I've been using ddrescue to clone MBR hard drives for many many years, even when the source and destination drives are of different sizes. This has been rather trivial in the case of MBR drives:

A. If destination drive capacity > source drive capacity
    ddrescue -f /dev/sda /dev/sdb mapfile
i.e., nothing special to be done and any extra space on the destination drive is just unallocated and can be used to expand the last partition or create a new one with standard disk management tools on Windows or Linux.

B. If destination drive capacity < source drive capacity (of course the allocated partitions still must fit within the destination drive, with unallocated sectors at the end, which occurs quite frequently in my use cases)
    ddrescue -f -s12345678s /dev/sda /dev/sdb mapfile
where one would use "fdisk -l" to determine the last-used sector of the last partition to use with the -s option (after adding 1)

The problem I now have is with GPT drives (I resisted crossing the 2 TiB threshold till now ...) which have several sectors of backup partition table and other information at the very END of the disk as well as the beginning (regardless of unallocated space in between). So my approach above needs to be augmented to take into account this additional structural information stored not only at the very start of the disk as in the case of MBR drives, but also at the very end. How would I need to adjust my ddrescue commands to take this into account? Specifically:

1. What command can I use to get the sector number and size of the position of the secondary GPT header at the end of the disk? 2. Is there any other structure information scattered elsewhere on the drive (i.e., other than at the very beginning and the very end) that would complicate this even more? 3. How would I modify my simple 1-liner ddrescue flow (to presumably multiple invocations) to copy all the relevant parts and have a clean GPT drive at the end of my cloning operation in the case where the disks are not EXACTLY the same size? 4. Another more subtle problem: There is also a protective MBR on a GPT drive that makes the entire drive look like a single partition fully allocated disk, and this would also need adjustment of the faked partition size if the destination drive is larger or smaller than the source drive; so where and how would that adjustment need to be made?

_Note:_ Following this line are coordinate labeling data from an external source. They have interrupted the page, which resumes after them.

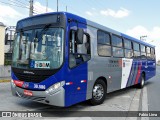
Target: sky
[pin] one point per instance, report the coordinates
(132, 17)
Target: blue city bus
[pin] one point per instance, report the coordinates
(62, 59)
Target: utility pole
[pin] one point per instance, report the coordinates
(31, 8)
(57, 5)
(46, 5)
(142, 37)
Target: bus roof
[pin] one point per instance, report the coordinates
(93, 24)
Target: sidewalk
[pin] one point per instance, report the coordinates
(5, 79)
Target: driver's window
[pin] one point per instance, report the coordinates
(79, 52)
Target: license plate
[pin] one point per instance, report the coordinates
(28, 93)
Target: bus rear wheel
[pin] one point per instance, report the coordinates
(98, 92)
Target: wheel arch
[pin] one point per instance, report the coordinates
(102, 78)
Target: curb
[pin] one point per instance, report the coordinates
(3, 81)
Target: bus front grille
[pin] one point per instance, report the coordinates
(39, 99)
(31, 78)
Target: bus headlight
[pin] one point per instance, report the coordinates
(55, 87)
(12, 83)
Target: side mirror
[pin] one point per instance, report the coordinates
(80, 34)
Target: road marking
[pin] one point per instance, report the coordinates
(144, 103)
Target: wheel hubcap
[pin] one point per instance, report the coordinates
(142, 81)
(98, 92)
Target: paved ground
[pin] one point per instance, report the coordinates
(130, 99)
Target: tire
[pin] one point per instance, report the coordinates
(142, 83)
(98, 92)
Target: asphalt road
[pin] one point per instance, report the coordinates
(130, 99)
(153, 91)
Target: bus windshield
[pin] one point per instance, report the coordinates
(38, 48)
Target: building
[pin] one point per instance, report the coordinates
(2, 37)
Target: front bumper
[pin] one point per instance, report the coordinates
(56, 99)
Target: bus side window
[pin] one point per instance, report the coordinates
(79, 52)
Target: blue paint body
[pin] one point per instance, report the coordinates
(75, 75)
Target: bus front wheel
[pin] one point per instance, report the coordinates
(98, 92)
(141, 84)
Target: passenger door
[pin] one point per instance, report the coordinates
(79, 54)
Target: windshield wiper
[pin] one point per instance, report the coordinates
(39, 37)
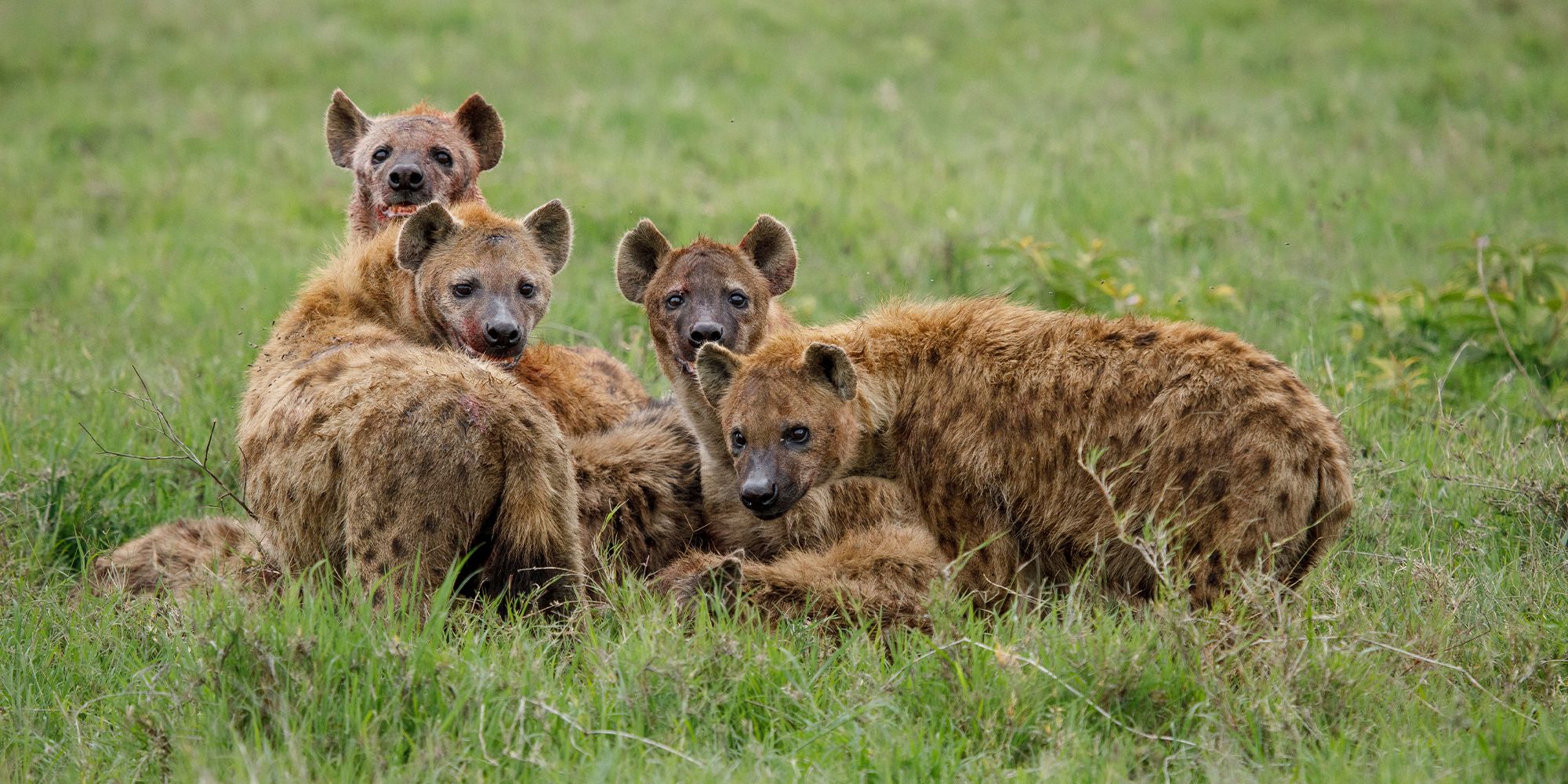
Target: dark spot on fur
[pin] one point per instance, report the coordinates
(1218, 488)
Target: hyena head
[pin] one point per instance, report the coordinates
(481, 280)
(408, 161)
(706, 292)
(793, 419)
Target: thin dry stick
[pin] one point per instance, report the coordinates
(1530, 382)
(1461, 670)
(1048, 673)
(167, 430)
(615, 733)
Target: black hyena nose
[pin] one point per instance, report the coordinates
(758, 495)
(503, 335)
(405, 178)
(706, 333)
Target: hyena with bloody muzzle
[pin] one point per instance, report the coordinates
(636, 463)
(851, 546)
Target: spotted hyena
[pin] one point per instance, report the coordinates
(1040, 443)
(849, 543)
(380, 429)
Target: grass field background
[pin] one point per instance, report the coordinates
(1301, 173)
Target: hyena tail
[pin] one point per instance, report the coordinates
(534, 546)
(1335, 503)
(184, 557)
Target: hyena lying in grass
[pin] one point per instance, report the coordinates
(849, 546)
(372, 438)
(1036, 445)
(634, 462)
(423, 156)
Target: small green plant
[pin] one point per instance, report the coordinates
(1504, 307)
(1092, 277)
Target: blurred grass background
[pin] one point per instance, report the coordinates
(169, 187)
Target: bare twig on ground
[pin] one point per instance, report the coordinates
(1009, 656)
(184, 451)
(614, 733)
(1461, 670)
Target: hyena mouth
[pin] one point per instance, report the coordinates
(507, 360)
(387, 212)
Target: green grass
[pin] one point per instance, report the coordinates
(167, 187)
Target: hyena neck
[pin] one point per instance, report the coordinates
(366, 288)
(695, 407)
(361, 217)
(873, 413)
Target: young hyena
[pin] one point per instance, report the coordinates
(423, 156)
(851, 543)
(380, 429)
(1036, 441)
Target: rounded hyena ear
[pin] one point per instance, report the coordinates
(481, 123)
(716, 369)
(421, 233)
(551, 227)
(639, 258)
(772, 249)
(832, 366)
(346, 125)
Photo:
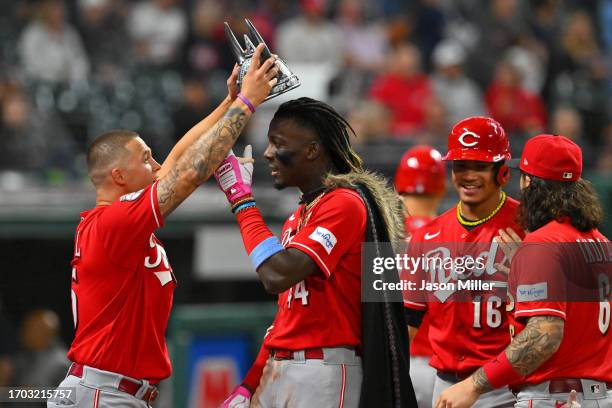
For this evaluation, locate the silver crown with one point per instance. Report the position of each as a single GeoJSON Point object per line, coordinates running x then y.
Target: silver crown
{"type": "Point", "coordinates": [287, 80]}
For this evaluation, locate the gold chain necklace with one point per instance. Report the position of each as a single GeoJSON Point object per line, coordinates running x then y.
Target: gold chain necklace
{"type": "Point", "coordinates": [305, 212]}
{"type": "Point", "coordinates": [462, 220]}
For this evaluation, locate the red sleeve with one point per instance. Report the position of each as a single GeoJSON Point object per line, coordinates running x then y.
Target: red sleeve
{"type": "Point", "coordinates": [414, 298]}
{"type": "Point", "coordinates": [537, 282]}
{"type": "Point", "coordinates": [334, 227]}
{"type": "Point", "coordinates": [127, 224]}
{"type": "Point", "coordinates": [251, 380]}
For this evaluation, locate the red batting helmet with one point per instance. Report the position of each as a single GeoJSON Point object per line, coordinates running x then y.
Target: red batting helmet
{"type": "Point", "coordinates": [478, 138]}
{"type": "Point", "coordinates": [421, 171]}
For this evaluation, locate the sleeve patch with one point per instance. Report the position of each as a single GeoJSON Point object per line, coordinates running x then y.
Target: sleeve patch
{"type": "Point", "coordinates": [324, 237]}
{"type": "Point", "coordinates": [530, 293]}
{"type": "Point", "coordinates": [131, 196]}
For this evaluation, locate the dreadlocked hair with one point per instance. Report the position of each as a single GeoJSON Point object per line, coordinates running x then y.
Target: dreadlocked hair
{"type": "Point", "coordinates": [331, 128]}
{"type": "Point", "coordinates": [546, 200]}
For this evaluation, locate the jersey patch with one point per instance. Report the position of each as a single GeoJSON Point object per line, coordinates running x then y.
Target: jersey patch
{"type": "Point", "coordinates": [131, 196]}
{"type": "Point", "coordinates": [324, 237]}
{"type": "Point", "coordinates": [530, 293]}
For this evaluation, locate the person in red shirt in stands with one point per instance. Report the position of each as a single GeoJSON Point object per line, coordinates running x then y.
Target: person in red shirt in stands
{"type": "Point", "coordinates": [404, 90]}
{"type": "Point", "coordinates": [516, 108]}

More fundamentally, I'm actually surprised that this hasn't come up before since GPT drives have been around for a while now and I would imagine that rescuing or cloning to a drive that is larger than the original would be a frequent occurrence. For the purely cloning application perhaps there are other tools that take care of this, but they typically aren't doing any rescuing. And even though the end result would be useable since the primary GPT header and partition information would still be intact, the secondary header/partition info blocks would indeed be corrupted.

I believe gdisk will fix this corruption both by recreating the secondary end-of-disk partition information and fixing the protective MBR info, but this is not self-evident and it seems anecdotally that many tools including gparted will choke on the mismatch and not recognize any partitions, which would cause unnecessary anguish when in fact the disk might indeed be entirely useable.

Perhaps a new option for ddrescue is called for here? A "GPT-fix-unequal-source-vs-destination-size" option? Which of course would only apply in the case of a complete disk copy (i.e., not a partition copy, which wouldn't have this problem).